Les questions de coûts énergétique et environnemental constituent l’autre point clé de l’argumentaire déployé par les élus écologistes à Paris. Avec un trafic « multiplié par 50 […] on ne peut pas affirmer que la 5G soit écologique », assure ainsi Emile Meunier, conseiller EELV du 18ème arrondissement. « Il faut savoir le monde vers lequel on veut aller. Si on veut un monde plus sobre en carbone, on reste sur la 4G. Sinon, on va exploser les compteurs en matière énergétique et en termes de ressources (fabrication des terminaux…) », estime-t-il. Partagée par plusieurs élus, cette crainte de « l’effet rebond » est notamment portée, dans la sphère associative, par The Shift Project, un think thank favorable à « une sobriété numérique » présidé par Jean-Marc Jancovici. Ce dernier est par ailleurs co-fondateur et associé de Carbone 4, un cabinet de conseil et d’études spécialisé dans la transition énergétique pour lequel a travaillé Alexandre Florentin, conseiller écologiste du 13ème arrondissement.
La dénonciation du coût énergétique dérive souvent sur la notion même de progrès. Jérôme Gleizes, vice-président du groupe écologiste au conseil municipal, affirme par exemple que « le progrès n’est pas une fin en soi. La 5G, ça n’est pas le progrès. C’est la technologie, c’est le capitalisme. Ce que nous dénonçons et qui rend la 5G totalement inopérante d’un point de vue écologiste, c’est la quantité d’énergie qu’il faut pour utiliser la 5G ».

Une majorité sous tension

Cette demande de moratoire sur le déploiement de la 5G intervient à un moment particulier. En 2020, plusieurs affaires ont alimenté les tensions entre le groupe écologiste et les autres composantes de la majorité. L’« affaire Girard » (les écologistes Alice Coffin et Raphaëlle Rémy-Leleu réclamaient la démission de l’ancien adjoint à la culture Christophe Girard) et l’« affaire Samuel Paty » (Anne Hidalgo a estimé que les Verts avaient « un problème de rapport à la République ») ont laissé des traces. Par ailleurs, la perspective des prochaines échéances électorales (les élections régionales en 2021 et la présidentielle en 2022) exacerbe les rivalités. Pour les régionales, « chacun sera amené à faire campagne séparément », au moins au premier tour. De nouvelles divisions pourraient survenir, si Anne Hidalgo et Yannick Jadot se lancent tous deux dans la course à l’Elysée en 2022.
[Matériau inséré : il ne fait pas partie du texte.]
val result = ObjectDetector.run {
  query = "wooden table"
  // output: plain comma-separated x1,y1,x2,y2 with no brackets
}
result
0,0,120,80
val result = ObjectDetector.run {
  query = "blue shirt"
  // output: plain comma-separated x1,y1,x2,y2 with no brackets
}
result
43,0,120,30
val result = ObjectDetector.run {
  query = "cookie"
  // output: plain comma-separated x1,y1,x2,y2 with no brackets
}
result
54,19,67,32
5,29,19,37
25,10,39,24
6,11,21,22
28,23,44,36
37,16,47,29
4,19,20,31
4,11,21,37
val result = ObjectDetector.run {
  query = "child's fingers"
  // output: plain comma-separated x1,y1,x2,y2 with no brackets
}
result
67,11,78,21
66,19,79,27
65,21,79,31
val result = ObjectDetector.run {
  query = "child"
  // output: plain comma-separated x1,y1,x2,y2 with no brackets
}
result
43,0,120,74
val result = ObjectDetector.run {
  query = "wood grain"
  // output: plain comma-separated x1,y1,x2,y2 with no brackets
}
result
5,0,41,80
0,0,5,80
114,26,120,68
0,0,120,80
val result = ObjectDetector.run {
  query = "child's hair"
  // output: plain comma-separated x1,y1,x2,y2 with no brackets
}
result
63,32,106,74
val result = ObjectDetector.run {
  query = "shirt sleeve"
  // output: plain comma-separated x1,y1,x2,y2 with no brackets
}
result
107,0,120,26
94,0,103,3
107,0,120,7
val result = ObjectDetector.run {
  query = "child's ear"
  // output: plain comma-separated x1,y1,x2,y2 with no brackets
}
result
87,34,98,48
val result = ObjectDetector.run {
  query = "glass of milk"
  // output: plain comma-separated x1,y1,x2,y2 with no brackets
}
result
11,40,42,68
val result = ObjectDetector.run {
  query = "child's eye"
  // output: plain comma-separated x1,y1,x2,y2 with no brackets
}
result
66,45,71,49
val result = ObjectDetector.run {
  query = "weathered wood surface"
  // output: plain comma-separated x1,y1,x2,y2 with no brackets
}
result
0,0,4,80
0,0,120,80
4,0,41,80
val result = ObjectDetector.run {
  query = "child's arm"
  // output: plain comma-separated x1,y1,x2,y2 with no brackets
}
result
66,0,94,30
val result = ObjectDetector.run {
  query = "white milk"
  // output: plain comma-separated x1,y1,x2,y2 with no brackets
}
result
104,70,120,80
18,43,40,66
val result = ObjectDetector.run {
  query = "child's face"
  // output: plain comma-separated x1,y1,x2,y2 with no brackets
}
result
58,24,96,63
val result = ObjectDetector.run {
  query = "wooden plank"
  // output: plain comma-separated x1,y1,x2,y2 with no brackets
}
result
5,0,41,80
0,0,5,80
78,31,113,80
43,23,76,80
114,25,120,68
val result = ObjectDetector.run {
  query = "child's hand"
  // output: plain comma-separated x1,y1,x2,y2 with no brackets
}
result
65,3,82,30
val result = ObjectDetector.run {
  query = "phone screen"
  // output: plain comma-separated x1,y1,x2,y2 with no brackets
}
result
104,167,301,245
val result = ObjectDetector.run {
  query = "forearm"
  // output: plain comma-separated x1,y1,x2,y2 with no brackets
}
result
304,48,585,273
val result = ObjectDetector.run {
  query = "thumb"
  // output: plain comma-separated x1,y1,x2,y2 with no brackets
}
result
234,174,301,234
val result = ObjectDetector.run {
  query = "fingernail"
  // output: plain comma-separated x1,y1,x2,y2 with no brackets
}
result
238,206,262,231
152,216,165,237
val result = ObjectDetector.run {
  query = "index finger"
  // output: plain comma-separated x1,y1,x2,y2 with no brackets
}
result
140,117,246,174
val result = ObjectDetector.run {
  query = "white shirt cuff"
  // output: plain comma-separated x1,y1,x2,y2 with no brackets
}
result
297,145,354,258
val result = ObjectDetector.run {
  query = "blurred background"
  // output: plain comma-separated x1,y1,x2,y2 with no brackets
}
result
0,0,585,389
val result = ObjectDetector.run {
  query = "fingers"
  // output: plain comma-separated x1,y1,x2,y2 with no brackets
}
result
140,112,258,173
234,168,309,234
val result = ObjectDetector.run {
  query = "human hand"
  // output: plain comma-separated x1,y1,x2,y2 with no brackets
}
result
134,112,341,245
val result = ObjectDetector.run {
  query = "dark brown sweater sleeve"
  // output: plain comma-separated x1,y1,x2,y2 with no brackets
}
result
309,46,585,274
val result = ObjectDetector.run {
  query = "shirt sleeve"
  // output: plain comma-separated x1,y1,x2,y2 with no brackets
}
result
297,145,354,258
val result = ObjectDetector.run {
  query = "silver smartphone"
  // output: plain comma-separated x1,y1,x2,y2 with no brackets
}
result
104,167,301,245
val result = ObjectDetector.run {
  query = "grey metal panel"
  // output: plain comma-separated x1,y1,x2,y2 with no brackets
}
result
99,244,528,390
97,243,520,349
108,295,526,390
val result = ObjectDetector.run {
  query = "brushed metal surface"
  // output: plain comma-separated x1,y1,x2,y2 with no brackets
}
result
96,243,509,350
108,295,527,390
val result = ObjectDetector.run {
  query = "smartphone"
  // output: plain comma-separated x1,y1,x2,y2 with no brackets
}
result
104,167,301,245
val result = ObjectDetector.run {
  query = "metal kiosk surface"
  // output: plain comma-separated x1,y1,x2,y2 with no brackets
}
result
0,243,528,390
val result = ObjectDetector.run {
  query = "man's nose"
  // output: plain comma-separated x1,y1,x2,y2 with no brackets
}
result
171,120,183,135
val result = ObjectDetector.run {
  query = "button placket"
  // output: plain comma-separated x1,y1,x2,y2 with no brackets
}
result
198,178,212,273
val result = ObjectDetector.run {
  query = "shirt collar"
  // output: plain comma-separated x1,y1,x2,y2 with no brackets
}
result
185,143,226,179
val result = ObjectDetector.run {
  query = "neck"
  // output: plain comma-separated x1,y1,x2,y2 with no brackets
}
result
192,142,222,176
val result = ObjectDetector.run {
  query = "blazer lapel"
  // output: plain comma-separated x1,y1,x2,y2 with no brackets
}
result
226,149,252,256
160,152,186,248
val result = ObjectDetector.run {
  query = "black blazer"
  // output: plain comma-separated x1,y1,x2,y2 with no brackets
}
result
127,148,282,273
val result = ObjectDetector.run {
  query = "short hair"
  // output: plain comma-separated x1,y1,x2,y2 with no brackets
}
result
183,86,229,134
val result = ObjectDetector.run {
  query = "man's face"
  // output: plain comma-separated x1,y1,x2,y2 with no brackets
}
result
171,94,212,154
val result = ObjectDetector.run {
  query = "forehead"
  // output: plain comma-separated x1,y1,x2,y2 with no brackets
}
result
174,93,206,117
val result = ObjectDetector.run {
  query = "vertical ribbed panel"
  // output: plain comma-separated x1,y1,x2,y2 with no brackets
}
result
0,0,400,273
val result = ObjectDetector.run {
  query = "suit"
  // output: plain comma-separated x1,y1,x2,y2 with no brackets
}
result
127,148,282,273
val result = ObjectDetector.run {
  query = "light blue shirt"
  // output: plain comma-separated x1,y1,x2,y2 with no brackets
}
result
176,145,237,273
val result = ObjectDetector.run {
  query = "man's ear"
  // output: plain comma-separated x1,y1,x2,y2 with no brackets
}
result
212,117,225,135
Dans ce contexte, les débats autour de la 5G apparaissent comme une opportunité, pour Anne Hidalgo, de ménager ses alliés écologistes. Aussi, ne souhaitant pas de moratoire, elle a néanmoins annoncé l’organisation d’une « conférence citoyenne métropolitaine ». Composée de 80 habitants de Paris et du reste de la métropole, cette conférence a finalement abouti, le 16 décembre 2020, à 21 recommandations assez peu contraignantes pour les opérateurs, mettant avant tout en lumière une demande de transparence (réaliser une campagne d’information sur les bénéfices et les impacts de la 5G, réaliser une étude d’impact environnemental indépendante…). Défendue par Robin des Toits et certains élus EELV, la révision du seuil d’exposition aux ondes (fixé à 5 Volts/mètre par la Charte relative à la téléphonie mobile de 2017) n’est pas retenue.
Les résultats de la conférence citoyenne métropolitaine n’ont donc pas satisfait les écologistes, qui réclament à nouveau un moratoire. La position d’EELV est partagée par la conseillère du 20ème arrondissement Danielle Simonnet, oratrice nationale de La France Insoumise. Opposée dès l’origine au principe même de la conférence citoyenne, elle en dénonce les résultats, jugeant les recommandations formulées « dans le cadre acté de la 5G ».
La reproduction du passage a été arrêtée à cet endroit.